Este ataque demonstra que o ransomware não está mais restrito a técnicos habilidosos. No passado, os atacantes precisavam realizar pessoalmente todo o processo de criação do ransomware, exploração de vulnerabilidades e extorsão. Embora as organizações de Ransomware como Serviço (RaaS) tenham reduzido a barreira de entrada através da dark web, a intervenção humana ainda existia. O JADEPUFFER conseguiu automatizar o processo de ataque com agentes de IA, e a Sysdig prevê que ataques semelhantes surgirão em sequência.

A Sysdig recomenda que, para evitar tais ataques, o Langflow seja atualizado para a versão que corrige a CVE-2025-3248 e que os endpoints de execução de código não sejam expostos à internet. Também é aconselhado não executar servidores de controle de IA com chaves de API ou credenciais de nuvem.

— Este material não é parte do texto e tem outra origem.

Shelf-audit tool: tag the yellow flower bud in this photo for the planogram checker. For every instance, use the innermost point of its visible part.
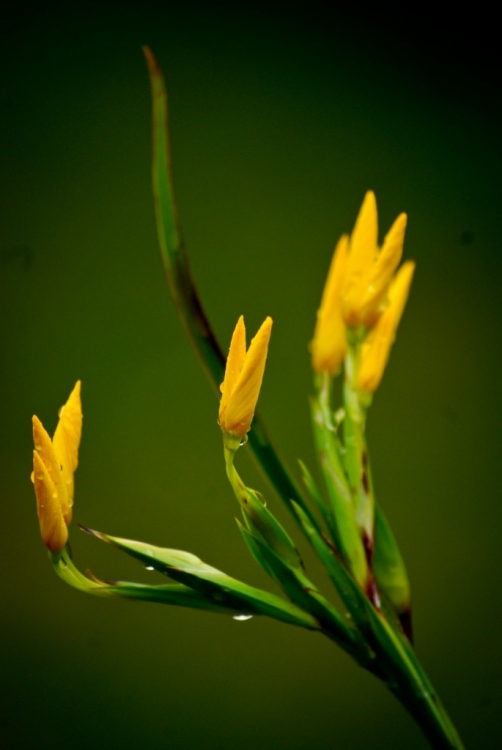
(54, 462)
(376, 348)
(329, 343)
(243, 377)
(53, 528)
(66, 439)
(369, 270)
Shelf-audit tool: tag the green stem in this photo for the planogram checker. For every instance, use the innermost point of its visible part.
(184, 293)
(355, 447)
(409, 683)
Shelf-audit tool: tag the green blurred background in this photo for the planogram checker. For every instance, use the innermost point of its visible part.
(281, 120)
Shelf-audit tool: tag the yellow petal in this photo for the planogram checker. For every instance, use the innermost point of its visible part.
(376, 349)
(52, 524)
(66, 439)
(329, 343)
(363, 250)
(48, 457)
(235, 361)
(382, 271)
(240, 408)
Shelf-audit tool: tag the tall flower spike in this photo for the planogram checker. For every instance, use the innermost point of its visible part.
(370, 270)
(243, 377)
(376, 349)
(54, 462)
(329, 344)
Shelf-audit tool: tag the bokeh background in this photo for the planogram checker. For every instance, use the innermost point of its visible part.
(281, 120)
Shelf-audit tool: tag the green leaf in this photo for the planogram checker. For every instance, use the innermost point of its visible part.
(301, 591)
(316, 496)
(345, 529)
(262, 523)
(211, 583)
(184, 292)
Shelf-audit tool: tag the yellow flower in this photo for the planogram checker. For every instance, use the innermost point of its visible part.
(243, 377)
(376, 348)
(54, 463)
(369, 270)
(329, 343)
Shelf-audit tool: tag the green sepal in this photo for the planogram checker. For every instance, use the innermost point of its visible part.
(390, 571)
(66, 570)
(175, 594)
(344, 528)
(303, 592)
(211, 583)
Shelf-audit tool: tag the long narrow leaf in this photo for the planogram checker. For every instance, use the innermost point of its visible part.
(213, 584)
(183, 289)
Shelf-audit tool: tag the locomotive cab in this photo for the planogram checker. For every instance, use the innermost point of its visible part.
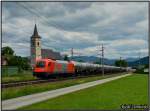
(42, 68)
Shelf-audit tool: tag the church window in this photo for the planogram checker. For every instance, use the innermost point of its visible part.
(37, 43)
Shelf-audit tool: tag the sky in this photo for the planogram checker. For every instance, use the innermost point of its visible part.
(122, 27)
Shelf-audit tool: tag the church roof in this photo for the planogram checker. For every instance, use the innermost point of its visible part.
(35, 33)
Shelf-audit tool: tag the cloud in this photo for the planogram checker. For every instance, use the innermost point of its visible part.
(121, 27)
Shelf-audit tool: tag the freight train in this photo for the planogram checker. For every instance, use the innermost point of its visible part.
(49, 67)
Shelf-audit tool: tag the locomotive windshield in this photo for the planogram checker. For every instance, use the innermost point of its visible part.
(40, 64)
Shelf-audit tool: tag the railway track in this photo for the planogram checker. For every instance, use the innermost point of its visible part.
(38, 81)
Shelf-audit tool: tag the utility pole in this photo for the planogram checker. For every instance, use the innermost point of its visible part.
(120, 64)
(102, 58)
(139, 58)
(71, 53)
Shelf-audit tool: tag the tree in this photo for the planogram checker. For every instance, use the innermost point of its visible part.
(121, 63)
(66, 57)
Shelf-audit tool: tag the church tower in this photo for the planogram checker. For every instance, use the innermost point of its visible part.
(35, 46)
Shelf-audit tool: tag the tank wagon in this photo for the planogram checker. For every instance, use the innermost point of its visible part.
(49, 67)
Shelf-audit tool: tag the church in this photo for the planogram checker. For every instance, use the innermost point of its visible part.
(36, 52)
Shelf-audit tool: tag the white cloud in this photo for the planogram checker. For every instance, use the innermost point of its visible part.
(121, 27)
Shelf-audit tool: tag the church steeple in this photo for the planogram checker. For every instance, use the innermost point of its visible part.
(35, 46)
(35, 33)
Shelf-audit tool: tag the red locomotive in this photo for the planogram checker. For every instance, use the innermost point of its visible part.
(49, 67)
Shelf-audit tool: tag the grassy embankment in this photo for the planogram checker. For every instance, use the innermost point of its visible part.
(128, 90)
(25, 75)
(30, 89)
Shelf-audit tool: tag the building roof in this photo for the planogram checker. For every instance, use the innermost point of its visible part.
(35, 33)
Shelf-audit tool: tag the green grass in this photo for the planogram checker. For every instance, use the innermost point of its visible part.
(36, 88)
(25, 75)
(128, 90)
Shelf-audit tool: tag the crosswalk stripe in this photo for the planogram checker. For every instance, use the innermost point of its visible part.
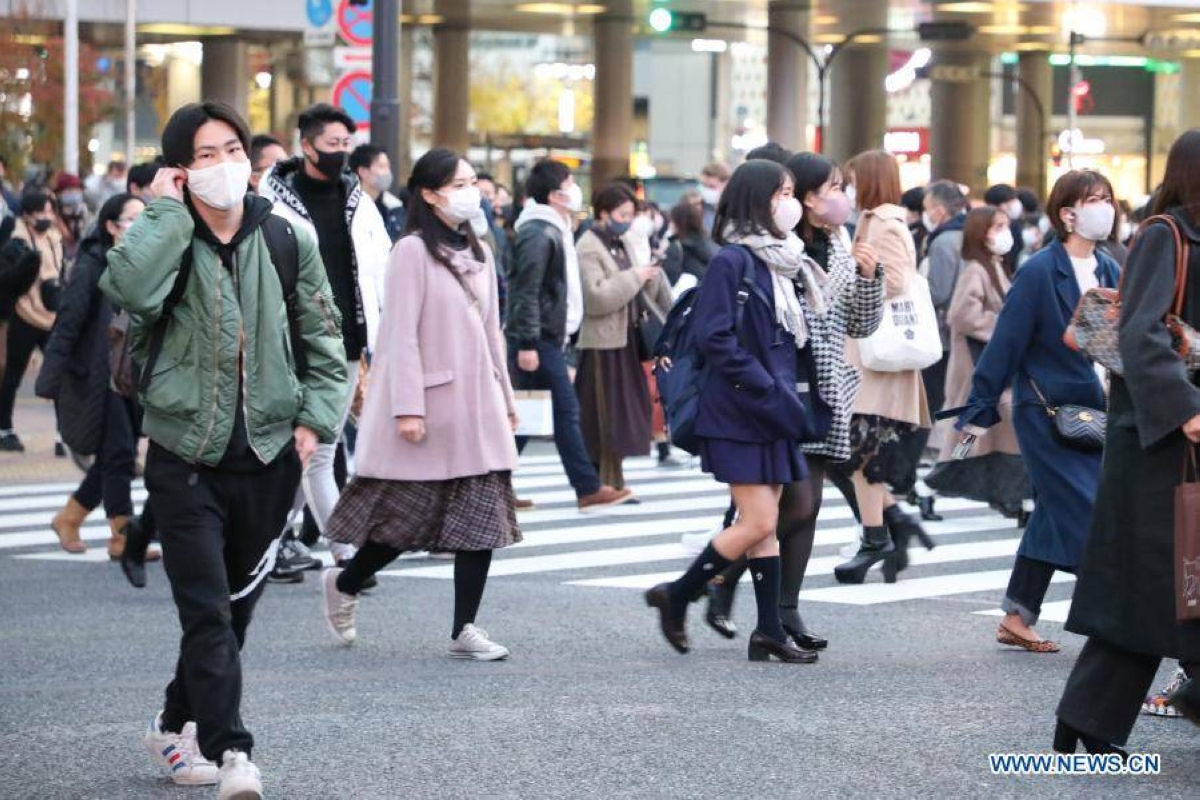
(873, 594)
(1055, 612)
(673, 551)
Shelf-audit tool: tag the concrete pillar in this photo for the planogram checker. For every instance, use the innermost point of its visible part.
(1189, 95)
(451, 89)
(787, 74)
(1035, 76)
(613, 92)
(402, 161)
(225, 72)
(960, 116)
(858, 101)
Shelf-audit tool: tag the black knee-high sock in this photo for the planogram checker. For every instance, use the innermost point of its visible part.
(765, 573)
(469, 578)
(370, 559)
(691, 583)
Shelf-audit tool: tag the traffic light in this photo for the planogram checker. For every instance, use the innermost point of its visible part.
(664, 20)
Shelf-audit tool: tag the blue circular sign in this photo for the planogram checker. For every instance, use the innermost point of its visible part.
(319, 12)
(353, 94)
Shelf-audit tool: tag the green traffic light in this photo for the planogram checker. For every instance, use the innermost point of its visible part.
(661, 19)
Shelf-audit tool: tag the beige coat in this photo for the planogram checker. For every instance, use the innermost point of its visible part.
(972, 314)
(609, 294)
(439, 358)
(29, 306)
(892, 395)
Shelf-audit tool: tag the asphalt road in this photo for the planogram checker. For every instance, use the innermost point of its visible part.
(907, 702)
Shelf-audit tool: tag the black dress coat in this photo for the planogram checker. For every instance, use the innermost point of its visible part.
(1125, 596)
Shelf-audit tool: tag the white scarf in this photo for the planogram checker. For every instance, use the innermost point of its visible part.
(534, 210)
(789, 265)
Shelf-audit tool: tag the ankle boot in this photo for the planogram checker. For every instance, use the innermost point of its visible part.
(903, 528)
(875, 546)
(117, 527)
(66, 524)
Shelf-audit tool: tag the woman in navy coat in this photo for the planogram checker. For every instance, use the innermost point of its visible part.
(750, 419)
(1026, 352)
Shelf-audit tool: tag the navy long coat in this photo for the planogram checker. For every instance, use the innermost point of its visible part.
(750, 395)
(1027, 344)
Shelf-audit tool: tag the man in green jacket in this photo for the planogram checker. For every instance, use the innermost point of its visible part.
(229, 416)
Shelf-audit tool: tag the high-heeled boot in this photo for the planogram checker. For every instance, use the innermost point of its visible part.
(874, 546)
(903, 528)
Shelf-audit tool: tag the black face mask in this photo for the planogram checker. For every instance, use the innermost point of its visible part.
(331, 164)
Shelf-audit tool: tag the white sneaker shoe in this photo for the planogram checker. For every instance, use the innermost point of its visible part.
(179, 756)
(473, 643)
(339, 609)
(240, 780)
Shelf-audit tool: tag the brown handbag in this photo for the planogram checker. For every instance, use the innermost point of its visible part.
(1187, 541)
(1095, 328)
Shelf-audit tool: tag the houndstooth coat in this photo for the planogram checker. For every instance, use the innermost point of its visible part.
(856, 307)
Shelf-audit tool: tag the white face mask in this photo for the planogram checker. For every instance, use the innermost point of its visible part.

Este tipo de ransomware baseado em IA ainda está em estágio inicial. Embora alguns casos semelhantes já tenham sido confirmados, eles ainda não atingiram o nível de automação do JADEPUFFER. O uso de IA é mais ativo nas fases iniciais do ataque, como em e-mails de phishing ou na detecção de vulnerabilidades. Kim Jun-young, líder da equipe Everyzone, afirmou que alguns estudos sobre casos de ataques automatizados por IA foram confirmados, mas não são proeminentes; no entanto, o uso de IA é mais significativo em trabalhos de invasão inicial, como a criação de e-mails de phishing bem elaborados ou o roubo de credenciais. Ele acrescentou que a vigilância do usuário é primordial, mas bloquear completamente os ataques é difícil; o foco deve estar na recuperação rápida, construindo um sistema de defesa em múltiplas camadas, desde antiransomware até backup de dados, para lidar com ransomware.